Most of the time I try to make up for their rudeness with a polite, succinct answer: “I just see them as a form of expressing myself, like other people getting their nails done or wearing a certain style of clothing.”
The men usually huff and puff in response, and the women widen their eyes and scoff “Well, I’d never do that.”
Once in a while I play dumb. “Do what to myself?” I’ll ask. Oh, the awkwardness that follows.
Other common questions:
“Is that real?” (No, I just have a lot of Sharpies and free time.)
“Did that hurt?” (I generally answer, “Compared to childbirth, it was like a massage.”)
“What happens when you get old?” (I assume I’ll get wrinkles, arthritis, and a pug named Clarence.)
“Do they mean something?” (Yes, but I don’t feel like sharing them with a stranger in line at the BMV.)
These particular questions aren’t usually intended to be rude or intrusive, and if they catch me in a good mood I might engage them. The worst question, however, is never asked with anything but contempt: “How much did those cost?”
I’m generally an honest person, so I either go with something vague – “It took me a while to save up for them” – or flat-out truthful – “They all cost about $100 an hour and I have about 24 hours of work done.” Either way, I get looks of total shock.
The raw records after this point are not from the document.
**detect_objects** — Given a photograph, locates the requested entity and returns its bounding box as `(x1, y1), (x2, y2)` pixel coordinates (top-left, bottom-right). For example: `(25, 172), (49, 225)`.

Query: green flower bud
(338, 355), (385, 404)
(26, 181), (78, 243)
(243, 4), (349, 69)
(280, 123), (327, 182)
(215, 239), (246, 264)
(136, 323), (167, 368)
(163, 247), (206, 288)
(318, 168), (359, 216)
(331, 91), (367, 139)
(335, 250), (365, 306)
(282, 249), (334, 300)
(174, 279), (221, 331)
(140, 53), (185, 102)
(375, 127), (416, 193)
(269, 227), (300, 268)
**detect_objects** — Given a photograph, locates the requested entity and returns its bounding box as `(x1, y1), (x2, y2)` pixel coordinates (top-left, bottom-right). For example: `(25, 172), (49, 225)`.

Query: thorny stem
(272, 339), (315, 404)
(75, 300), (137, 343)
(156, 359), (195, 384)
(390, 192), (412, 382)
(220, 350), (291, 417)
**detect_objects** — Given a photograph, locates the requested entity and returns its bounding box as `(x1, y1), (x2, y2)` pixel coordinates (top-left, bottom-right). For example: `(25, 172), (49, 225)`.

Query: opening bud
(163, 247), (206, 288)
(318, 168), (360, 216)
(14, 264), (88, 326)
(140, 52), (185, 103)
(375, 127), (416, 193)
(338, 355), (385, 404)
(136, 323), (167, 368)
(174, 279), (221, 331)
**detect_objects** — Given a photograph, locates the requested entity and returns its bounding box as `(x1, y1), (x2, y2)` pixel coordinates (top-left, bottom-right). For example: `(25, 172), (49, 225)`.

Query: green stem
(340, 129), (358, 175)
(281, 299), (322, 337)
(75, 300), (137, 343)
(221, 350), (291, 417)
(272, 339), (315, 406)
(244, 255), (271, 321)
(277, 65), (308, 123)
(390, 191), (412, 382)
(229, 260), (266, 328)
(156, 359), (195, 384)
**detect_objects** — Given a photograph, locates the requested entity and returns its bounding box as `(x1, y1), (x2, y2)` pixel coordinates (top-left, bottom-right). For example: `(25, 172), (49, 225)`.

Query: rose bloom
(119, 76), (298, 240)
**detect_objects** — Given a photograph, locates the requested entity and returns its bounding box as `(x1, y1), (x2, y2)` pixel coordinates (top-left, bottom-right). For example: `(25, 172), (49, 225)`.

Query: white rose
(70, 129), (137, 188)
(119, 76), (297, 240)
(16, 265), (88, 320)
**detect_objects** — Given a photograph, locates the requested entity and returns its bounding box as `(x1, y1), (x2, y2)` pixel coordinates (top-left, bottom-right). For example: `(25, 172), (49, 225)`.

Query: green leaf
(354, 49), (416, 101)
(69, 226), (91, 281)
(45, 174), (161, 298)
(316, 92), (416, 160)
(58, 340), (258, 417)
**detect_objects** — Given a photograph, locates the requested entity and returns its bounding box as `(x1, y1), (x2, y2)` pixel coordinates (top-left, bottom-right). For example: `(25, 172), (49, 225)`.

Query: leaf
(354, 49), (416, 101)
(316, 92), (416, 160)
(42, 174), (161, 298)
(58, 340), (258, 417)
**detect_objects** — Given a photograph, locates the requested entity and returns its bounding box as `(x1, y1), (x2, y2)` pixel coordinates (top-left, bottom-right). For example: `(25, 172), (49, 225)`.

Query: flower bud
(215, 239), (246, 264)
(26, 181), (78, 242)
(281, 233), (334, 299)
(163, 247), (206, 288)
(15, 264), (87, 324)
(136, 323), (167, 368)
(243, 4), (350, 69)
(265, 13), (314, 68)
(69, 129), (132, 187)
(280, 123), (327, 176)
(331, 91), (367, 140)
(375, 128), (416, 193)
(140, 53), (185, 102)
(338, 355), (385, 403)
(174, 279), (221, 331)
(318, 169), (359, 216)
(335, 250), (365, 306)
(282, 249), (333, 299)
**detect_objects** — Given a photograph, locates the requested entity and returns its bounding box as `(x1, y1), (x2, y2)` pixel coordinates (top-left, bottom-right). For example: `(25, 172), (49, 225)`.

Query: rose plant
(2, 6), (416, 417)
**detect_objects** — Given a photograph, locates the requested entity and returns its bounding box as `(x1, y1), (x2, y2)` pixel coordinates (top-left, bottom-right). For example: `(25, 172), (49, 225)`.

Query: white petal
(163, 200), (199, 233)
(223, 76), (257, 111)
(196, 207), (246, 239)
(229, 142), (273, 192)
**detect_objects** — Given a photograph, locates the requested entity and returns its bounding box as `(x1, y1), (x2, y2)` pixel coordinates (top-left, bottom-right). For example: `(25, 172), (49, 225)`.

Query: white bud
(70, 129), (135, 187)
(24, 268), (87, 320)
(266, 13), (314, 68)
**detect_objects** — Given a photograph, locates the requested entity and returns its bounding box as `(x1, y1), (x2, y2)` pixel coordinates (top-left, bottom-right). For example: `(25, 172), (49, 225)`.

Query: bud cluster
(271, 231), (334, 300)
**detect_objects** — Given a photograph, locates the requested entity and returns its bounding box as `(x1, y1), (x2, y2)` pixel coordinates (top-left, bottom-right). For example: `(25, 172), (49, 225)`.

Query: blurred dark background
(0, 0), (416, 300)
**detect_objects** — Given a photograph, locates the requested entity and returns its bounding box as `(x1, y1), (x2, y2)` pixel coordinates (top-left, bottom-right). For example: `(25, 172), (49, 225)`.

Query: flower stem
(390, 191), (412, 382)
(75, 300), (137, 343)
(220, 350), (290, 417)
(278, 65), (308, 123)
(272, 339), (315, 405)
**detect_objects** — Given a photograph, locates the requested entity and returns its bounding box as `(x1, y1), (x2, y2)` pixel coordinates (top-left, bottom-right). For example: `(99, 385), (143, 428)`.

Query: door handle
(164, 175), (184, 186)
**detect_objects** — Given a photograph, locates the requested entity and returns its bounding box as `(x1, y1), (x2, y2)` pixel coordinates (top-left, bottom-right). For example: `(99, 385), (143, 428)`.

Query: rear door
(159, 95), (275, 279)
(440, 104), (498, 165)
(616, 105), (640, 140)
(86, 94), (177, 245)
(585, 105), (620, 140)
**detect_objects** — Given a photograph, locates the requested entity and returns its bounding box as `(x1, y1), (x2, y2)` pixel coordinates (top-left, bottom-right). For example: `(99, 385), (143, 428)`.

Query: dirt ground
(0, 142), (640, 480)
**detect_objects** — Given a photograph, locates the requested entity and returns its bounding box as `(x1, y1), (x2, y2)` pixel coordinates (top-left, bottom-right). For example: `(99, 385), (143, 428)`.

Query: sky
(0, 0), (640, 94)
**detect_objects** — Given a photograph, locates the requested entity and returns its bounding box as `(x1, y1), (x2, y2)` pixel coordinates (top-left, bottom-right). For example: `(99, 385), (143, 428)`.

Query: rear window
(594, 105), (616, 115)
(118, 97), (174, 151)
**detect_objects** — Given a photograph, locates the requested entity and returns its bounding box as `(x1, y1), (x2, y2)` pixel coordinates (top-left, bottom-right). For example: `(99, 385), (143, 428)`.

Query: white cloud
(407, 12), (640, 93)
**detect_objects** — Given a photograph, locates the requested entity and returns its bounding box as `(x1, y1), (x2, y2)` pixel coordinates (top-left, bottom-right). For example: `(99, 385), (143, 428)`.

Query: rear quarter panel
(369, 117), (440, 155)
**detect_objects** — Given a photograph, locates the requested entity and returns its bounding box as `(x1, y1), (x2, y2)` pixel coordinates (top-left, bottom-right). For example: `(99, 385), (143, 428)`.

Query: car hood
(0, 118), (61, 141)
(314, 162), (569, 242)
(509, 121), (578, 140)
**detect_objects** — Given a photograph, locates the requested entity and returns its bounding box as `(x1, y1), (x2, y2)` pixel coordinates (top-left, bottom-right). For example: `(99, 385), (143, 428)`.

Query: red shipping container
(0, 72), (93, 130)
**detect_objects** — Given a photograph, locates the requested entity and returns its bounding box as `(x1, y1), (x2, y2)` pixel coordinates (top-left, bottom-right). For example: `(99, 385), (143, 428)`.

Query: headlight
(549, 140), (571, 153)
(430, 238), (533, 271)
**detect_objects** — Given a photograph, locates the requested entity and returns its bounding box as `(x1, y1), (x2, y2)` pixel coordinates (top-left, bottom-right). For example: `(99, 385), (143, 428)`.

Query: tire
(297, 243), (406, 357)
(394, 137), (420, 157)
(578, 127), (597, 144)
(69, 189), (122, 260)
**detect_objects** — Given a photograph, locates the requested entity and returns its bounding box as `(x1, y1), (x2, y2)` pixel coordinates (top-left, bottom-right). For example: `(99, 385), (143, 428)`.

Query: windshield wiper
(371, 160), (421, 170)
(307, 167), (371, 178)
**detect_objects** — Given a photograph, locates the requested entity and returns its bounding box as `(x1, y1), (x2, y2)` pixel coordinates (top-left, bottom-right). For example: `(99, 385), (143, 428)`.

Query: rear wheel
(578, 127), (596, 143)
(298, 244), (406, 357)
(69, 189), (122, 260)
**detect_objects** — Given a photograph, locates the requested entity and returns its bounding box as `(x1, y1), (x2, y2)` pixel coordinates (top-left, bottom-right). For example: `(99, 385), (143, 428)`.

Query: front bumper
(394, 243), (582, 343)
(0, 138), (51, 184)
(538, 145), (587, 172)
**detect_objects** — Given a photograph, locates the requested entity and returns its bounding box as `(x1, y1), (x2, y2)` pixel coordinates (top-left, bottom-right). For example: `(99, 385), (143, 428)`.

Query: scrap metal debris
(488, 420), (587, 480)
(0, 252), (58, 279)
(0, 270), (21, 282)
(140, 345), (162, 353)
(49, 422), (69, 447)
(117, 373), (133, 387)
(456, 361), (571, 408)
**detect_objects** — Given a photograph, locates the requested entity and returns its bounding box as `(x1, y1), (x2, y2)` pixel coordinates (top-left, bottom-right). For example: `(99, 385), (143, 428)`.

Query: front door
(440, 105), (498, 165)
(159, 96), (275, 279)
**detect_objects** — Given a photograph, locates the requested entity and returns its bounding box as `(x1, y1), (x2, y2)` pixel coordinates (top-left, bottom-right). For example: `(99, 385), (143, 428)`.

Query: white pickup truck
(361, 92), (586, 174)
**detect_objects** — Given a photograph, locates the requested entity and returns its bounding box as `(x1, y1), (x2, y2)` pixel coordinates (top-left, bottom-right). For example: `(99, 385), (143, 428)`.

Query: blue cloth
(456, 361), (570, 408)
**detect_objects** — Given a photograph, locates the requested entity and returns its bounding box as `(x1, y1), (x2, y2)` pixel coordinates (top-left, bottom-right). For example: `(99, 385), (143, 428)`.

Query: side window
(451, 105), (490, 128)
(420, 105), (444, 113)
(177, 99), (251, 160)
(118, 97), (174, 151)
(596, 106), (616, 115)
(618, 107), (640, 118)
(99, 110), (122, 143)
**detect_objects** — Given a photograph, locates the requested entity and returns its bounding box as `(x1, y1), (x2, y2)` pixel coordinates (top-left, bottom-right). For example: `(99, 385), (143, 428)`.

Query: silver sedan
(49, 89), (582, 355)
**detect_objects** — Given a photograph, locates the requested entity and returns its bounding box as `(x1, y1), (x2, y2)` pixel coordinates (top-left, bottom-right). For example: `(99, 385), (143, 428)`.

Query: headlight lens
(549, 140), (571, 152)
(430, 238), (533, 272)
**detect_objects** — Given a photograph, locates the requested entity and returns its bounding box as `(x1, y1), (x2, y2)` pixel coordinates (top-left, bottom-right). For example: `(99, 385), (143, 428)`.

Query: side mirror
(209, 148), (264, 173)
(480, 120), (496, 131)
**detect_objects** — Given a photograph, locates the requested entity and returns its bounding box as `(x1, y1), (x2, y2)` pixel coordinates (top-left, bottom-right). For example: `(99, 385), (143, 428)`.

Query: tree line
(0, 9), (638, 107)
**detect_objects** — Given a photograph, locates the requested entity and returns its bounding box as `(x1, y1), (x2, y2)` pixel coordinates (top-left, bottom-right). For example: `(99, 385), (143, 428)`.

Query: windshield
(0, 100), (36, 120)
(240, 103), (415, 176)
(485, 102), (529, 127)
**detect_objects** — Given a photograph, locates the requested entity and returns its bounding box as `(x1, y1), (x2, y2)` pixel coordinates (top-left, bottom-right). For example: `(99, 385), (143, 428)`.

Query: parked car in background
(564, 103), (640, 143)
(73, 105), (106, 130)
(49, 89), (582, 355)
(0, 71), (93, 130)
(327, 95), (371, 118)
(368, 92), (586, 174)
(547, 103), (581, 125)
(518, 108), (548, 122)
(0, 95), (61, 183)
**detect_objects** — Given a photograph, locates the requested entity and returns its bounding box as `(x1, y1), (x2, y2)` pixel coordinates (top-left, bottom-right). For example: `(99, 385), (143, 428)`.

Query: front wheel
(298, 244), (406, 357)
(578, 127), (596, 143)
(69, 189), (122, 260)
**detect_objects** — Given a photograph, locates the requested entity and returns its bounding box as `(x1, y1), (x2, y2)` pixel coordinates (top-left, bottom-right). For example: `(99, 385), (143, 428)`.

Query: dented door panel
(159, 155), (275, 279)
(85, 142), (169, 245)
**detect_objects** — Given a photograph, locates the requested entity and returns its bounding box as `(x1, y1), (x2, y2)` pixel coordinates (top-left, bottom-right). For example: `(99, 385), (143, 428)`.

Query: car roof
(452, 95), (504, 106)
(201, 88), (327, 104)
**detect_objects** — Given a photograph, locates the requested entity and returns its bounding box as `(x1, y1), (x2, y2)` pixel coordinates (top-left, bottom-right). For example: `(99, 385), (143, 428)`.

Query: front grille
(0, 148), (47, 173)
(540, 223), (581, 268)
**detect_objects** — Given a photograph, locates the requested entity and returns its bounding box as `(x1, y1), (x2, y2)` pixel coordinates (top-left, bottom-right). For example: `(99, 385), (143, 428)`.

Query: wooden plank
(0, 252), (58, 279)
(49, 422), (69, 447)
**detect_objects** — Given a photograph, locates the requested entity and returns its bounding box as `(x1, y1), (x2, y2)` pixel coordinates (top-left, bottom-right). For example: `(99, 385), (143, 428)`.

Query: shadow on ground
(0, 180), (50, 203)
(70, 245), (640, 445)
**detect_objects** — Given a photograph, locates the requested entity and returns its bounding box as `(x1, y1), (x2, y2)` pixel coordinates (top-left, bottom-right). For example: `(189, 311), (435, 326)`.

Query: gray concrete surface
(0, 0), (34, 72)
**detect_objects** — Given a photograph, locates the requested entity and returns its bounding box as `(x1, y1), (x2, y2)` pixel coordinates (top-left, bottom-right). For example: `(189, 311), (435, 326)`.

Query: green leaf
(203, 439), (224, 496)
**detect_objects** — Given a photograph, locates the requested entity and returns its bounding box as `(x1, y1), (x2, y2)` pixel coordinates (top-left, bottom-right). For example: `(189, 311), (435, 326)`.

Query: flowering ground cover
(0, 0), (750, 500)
“There are a lot better things I could spend my money on!” say the people who think nothing of blowing $500 in one afternoon at an amusement park. And, you know, that’s cool. I think people typically spend their cash on the things that matter to them. I puke on roller coasters and hate long lines, so for me, their idea of fun is a total waste of money.
My favorite response is “Oh, man, you got ripped off. I got this cousin who got all his equipment at the flea market and charges $20 an hour out of his garage.”
This is usually followed by asking me if I want to see their latest “tat,” whereupon they flash some hot mess perforated into their skin that is usually unrecognizable and possibly infected.
Oh, speaking of infections, I recently had an upper endoscopy done for a suspected ulcer. Literally right before the grandfatherly-looking doctor gave me the sedative, he said “You know, you probably have hepatitis from all those tattoos.”
I was all set to get pissed and rail on him about how I only go to licensed shops and inquire about their sterilization methods before going under the needle, but I was soooo… very… sleeeeepy. For real, though: rude. Just stay in your lane and look at my duodenum, man.
I guess being known as “the tattooed lady” in a small town is better than a lot of titles that people could throw around. I certainly don’t feel oppressed or angry; just sort of weirded out sometimes.
And if I, as an educated, Christian wife and mother, can help to change one small-minded yokel’s opinion of the tattooed public, I suppose I’m fine with being the local poster child.
But seriously, I’m not going to your cousin’s garage for my next one.